Ilana Salama Ortar a reçu le prix des Arts Visuels de la Loterie israélienne (2012/2014) et le prix du Ministère de l'Éducation (en) en Israël pour les Arts visuels (2006). Son travail a été soutenu par, entre autres, le Collège académique de Safed, Marseille Provence 2013, Ateliers Euro-Méditerranée, Centre international de création et de formation arts électroniques de l'École des Beaux Arts de Marseille, la Cité internationale des arts (Paris), et la Fondation Beaumarchais.
Œuvre
Traces Urbaines/Urban Traces (1985-présent)
Traces Urbaines est un ensemble de peintures, travaux sur papier et photographies (photogrammes) qui traite de l'effacement des mémoires dans l'espace urbain. Par son travail sur la matérialité de la toile (grattage, ré-écriture), Ilana Salama Ortar reflète les phases de construction et re-construction de la ville, le processus de sédimentation par lequel les identités successives de la ville s'inscrivent dans des éléments matériels et immatériels. Berlin Diary est sa dernière série en date[6]. Traces Urbaines a été exposé en Israël (Université de Haïfa, Musée d'Art de Tel Aviv, Maison des Artistes à Jérusalem (en)), en France (Galerie Renos Xippas à Paris), aux États-Unis (Marge Goldwater Gallery et Drawing Center SoHo à New York) et aux Pays-Bas (Forum Gallery à Amsterdam)[7].
Art de Performance Civique/Civic Performance Art (1995-présent)
L'Art de Performance Civique comprend les projets réalisés in situ sur des périodes allant de plusieurs mois à plusieurs années. Il inclut recherche, installation, peinture, performance, vidéo expérimentale, film documentaire, et modèles architecturaux. Il analyse les effets sur les individus, communautés, villes et paysages de situations arbitraires et de domination. L'Art de Performance Civique expose l'État d'Urgence qui imprègne tous les aspects de l'expérience de populations déplacées, que ce déplacement soit physique (immigrés), social (quartiers-ghettos) ou politique (guerre, occupation)[8]. Il est inter-disciplinaire, référant tant à la philosophie, l'histoire, l'anthropologie et les sciences politiques qu'aux médias, théorie culturelle, trauma et mémoire. Il a trois principaux objectifs: rendre visibles des histoires qui ont été effacées et les activer comme site de performance, produire une documentation visuelle critique, et créer des espaces de dialogue inter-communautaire[9].

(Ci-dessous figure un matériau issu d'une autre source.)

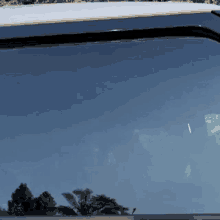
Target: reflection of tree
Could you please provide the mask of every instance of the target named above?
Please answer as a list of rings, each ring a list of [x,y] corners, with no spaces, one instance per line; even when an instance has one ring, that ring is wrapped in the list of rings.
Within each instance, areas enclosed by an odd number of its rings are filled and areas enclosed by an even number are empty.
[[[34,199],[34,211],[36,215],[54,215],[56,213],[56,202],[48,191]]]
[[[57,212],[62,214],[62,216],[74,216],[77,215],[77,213],[70,207],[67,206],[58,206]]]
[[[9,213],[16,216],[24,216],[33,210],[33,194],[26,184],[20,186],[11,195],[12,200],[8,201]]]
[[[79,215],[128,215],[128,208],[119,205],[115,199],[105,195],[92,196],[90,189],[74,190],[73,194],[63,193],[70,205],[78,212]],[[78,197],[78,202],[75,199]]]
[[[126,207],[119,205],[115,199],[102,195],[91,196],[91,189],[77,189],[71,193],[62,195],[70,203],[71,207],[56,206],[54,198],[48,191],[34,197],[27,184],[21,183],[12,193],[11,200],[8,201],[8,211],[0,207],[0,215],[41,215],[54,216],[60,213],[63,216],[91,216],[91,215],[129,215]],[[78,200],[76,200],[78,198]]]

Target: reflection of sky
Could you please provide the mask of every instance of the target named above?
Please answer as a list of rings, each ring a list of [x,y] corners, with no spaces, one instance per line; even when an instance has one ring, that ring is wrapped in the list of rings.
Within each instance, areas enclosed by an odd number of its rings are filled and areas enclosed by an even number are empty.
[[[22,67],[16,51],[1,57],[3,208],[25,182],[63,205],[61,193],[88,187],[137,213],[217,212],[219,48],[201,39],[124,43],[126,53],[119,45],[21,50],[23,75],[12,74]]]

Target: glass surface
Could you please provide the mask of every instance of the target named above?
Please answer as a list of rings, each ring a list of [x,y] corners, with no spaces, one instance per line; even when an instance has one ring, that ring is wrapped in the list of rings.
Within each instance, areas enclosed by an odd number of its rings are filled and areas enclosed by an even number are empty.
[[[218,212],[220,44],[139,39],[0,50],[0,206],[91,188],[136,214]]]

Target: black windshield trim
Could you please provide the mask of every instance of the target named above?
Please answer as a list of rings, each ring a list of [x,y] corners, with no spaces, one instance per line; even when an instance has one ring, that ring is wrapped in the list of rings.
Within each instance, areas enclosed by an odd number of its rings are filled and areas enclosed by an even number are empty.
[[[208,38],[220,43],[220,34],[204,27],[172,27],[148,30],[111,31],[100,33],[83,33],[74,35],[38,36],[28,38],[1,39],[0,49],[23,47],[53,47],[67,43],[108,42],[116,40],[135,40],[140,38],[196,37]]]

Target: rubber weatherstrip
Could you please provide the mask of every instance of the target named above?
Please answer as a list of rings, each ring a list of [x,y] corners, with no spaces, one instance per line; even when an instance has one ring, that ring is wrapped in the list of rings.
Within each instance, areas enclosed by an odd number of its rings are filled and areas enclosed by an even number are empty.
[[[106,42],[116,40],[135,40],[140,38],[208,38],[220,43],[220,34],[204,27],[184,26],[171,28],[153,28],[132,31],[110,31],[100,33],[83,33],[74,35],[53,35],[28,38],[11,38],[0,40],[0,49],[22,47],[53,47],[68,43]]]

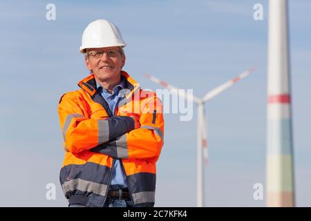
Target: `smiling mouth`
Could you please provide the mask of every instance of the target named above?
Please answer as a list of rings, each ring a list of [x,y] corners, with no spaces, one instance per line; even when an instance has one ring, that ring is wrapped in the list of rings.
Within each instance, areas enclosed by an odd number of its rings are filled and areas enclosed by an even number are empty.
[[[113,68],[113,66],[111,66],[110,65],[107,65],[107,66],[102,66],[100,68],[100,69],[111,69]]]

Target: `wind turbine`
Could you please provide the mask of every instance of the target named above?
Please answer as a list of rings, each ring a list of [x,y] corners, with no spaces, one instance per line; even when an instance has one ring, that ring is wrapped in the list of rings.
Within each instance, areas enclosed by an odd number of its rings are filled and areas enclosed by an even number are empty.
[[[266,206],[295,206],[288,1],[269,1]]]
[[[205,102],[216,97],[225,90],[227,89],[242,78],[247,76],[250,73],[254,71],[254,68],[247,70],[240,74],[238,77],[226,81],[220,86],[215,88],[207,93],[202,99],[194,95],[189,96],[185,94],[182,90],[167,84],[151,75],[145,74],[144,76],[151,81],[156,82],[167,89],[171,89],[173,93],[178,94],[187,99],[194,102],[198,106],[198,137],[197,137],[197,182],[196,182],[196,200],[197,206],[204,206],[204,167],[202,160],[205,164],[208,162],[208,151],[207,151],[207,127],[206,126],[206,115],[205,113],[204,104]]]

Les principaux projets sont:
- Villa Khury/La Tour des Prophètes, Haifa (1995-2001)Modèle de l'installation dans le centre commercial Prophets Tower, 1995
Le projet traite de la Tour des Prophètes, un centre commercial moderne en verre et métal construit en 1979 sur l'emplacement de la Villa Khury à Wadi Nisnas (en), un site emblématique de la résistance arabe pendant la guerre de 1948. Il rend visibles les strates de mémoire de la ville et amène la population mixte de Haïfa à communiquer sur le sujet. Le projet est élaboré sur la base de témoignages recueillis au travers de questionnaires et d'interviews, et activé par le biais d'installations et de performances dans le centre-ville de Haïfa[10] - [11].

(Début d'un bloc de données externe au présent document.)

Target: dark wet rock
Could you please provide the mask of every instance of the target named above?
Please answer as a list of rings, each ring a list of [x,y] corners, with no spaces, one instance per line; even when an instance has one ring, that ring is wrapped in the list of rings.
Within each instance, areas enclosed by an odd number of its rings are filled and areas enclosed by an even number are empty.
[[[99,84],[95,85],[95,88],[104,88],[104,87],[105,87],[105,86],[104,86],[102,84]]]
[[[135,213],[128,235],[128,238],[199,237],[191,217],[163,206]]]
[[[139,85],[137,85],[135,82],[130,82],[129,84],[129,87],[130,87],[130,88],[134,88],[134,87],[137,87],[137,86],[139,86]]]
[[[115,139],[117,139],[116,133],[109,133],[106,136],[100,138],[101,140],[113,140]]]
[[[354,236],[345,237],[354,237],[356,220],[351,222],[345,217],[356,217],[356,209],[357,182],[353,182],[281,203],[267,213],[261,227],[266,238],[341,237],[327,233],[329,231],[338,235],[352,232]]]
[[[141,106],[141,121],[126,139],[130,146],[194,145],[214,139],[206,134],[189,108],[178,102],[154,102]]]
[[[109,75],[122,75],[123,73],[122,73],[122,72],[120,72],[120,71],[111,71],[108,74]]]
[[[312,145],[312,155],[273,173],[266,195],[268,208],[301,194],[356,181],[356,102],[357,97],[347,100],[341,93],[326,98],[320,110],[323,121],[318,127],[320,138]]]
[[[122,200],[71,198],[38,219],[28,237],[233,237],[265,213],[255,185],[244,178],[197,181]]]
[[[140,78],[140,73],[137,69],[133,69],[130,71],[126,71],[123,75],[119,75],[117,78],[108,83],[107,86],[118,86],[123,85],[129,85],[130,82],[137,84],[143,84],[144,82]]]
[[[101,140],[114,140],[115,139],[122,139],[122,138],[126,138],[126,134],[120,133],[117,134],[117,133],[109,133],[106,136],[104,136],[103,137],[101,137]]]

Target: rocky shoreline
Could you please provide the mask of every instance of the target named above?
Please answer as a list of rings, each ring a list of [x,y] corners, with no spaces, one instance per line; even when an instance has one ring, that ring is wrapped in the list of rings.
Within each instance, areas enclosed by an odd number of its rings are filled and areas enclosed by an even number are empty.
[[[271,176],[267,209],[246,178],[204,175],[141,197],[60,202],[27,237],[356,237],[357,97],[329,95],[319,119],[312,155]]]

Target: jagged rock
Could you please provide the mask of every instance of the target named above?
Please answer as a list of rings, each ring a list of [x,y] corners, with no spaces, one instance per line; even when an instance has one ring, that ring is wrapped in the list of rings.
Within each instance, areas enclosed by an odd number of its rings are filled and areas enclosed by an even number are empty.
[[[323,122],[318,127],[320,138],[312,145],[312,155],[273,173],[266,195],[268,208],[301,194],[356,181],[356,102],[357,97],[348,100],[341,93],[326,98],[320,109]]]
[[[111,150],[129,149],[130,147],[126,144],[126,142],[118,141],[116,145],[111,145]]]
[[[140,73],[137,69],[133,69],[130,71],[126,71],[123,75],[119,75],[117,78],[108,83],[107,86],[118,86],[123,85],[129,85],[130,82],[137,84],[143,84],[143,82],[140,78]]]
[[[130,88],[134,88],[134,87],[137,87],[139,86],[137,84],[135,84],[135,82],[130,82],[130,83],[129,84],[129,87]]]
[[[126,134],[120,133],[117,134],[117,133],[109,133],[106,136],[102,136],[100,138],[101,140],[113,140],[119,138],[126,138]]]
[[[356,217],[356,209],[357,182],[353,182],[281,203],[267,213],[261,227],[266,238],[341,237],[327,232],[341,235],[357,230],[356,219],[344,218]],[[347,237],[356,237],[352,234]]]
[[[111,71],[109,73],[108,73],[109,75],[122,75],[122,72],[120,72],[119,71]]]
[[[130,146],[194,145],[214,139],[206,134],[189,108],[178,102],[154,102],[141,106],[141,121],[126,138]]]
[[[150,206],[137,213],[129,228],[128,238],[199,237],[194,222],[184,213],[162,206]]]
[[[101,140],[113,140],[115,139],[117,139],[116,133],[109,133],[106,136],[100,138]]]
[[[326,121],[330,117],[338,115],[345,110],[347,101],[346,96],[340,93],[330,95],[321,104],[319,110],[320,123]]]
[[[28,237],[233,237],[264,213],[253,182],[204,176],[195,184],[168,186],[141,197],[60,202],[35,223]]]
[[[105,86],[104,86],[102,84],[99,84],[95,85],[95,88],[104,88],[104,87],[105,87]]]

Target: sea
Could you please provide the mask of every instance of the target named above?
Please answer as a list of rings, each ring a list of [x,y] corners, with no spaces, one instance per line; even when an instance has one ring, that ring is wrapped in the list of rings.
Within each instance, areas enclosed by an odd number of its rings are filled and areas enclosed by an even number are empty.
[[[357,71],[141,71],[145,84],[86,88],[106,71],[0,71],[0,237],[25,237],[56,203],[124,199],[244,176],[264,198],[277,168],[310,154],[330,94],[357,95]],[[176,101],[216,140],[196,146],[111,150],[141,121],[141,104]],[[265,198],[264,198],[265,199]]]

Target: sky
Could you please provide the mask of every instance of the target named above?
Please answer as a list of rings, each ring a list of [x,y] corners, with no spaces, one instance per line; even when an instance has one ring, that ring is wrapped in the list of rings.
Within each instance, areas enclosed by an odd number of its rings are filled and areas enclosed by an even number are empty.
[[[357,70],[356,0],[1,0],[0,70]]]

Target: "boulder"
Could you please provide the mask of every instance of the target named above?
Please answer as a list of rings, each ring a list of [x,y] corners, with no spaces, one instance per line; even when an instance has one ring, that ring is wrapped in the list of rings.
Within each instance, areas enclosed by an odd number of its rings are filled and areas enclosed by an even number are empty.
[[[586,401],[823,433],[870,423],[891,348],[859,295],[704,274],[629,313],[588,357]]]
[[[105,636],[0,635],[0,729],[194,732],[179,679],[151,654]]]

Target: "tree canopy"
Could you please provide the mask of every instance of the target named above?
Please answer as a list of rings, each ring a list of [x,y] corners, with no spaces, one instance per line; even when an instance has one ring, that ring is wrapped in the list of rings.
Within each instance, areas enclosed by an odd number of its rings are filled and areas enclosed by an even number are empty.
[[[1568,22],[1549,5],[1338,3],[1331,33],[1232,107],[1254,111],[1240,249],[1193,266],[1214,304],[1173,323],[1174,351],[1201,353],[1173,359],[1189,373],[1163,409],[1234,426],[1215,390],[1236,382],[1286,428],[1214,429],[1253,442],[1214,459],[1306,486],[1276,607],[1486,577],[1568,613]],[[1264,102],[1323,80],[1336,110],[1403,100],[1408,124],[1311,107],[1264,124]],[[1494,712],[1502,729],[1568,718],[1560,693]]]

- Le Camp des Juifs, Camp de transit Le Grand Arénas, Marseille (1998-2013)Baraque du Camp Le Grand Arénas au Musée de Herzliya, 2005
Au travers de fouilles conduites avec les habitants, de reconstruction de baraques, d'installations sonores, cartes, dessins et interviews, les différents projets constituant Le Camp des Juifs explorent l'histoire et l'architecture du camp de transit Le Grand Arénas[12]. Le camp fut construit en 1945 près de Marseille par l'architecte Fernand Pouillon afin de réguler les mouvements de population d'après-guerre. Dans les années cinquante, il servit de camp de transit pour les Juifs des pays Arabes et les rescapés de la Shoah. Par la suite, on y logea les travailleurs immigrés venant du Maghreb ainsi que des groupes dits marginaux. Le camp fut détruit dans les années soixante. Ilana Salama Ortar a publié le livre Le Camp des Juifs en 2005, avec des textes de Yona Fischer, Zvi Efrat et Sophie Wahnich[13].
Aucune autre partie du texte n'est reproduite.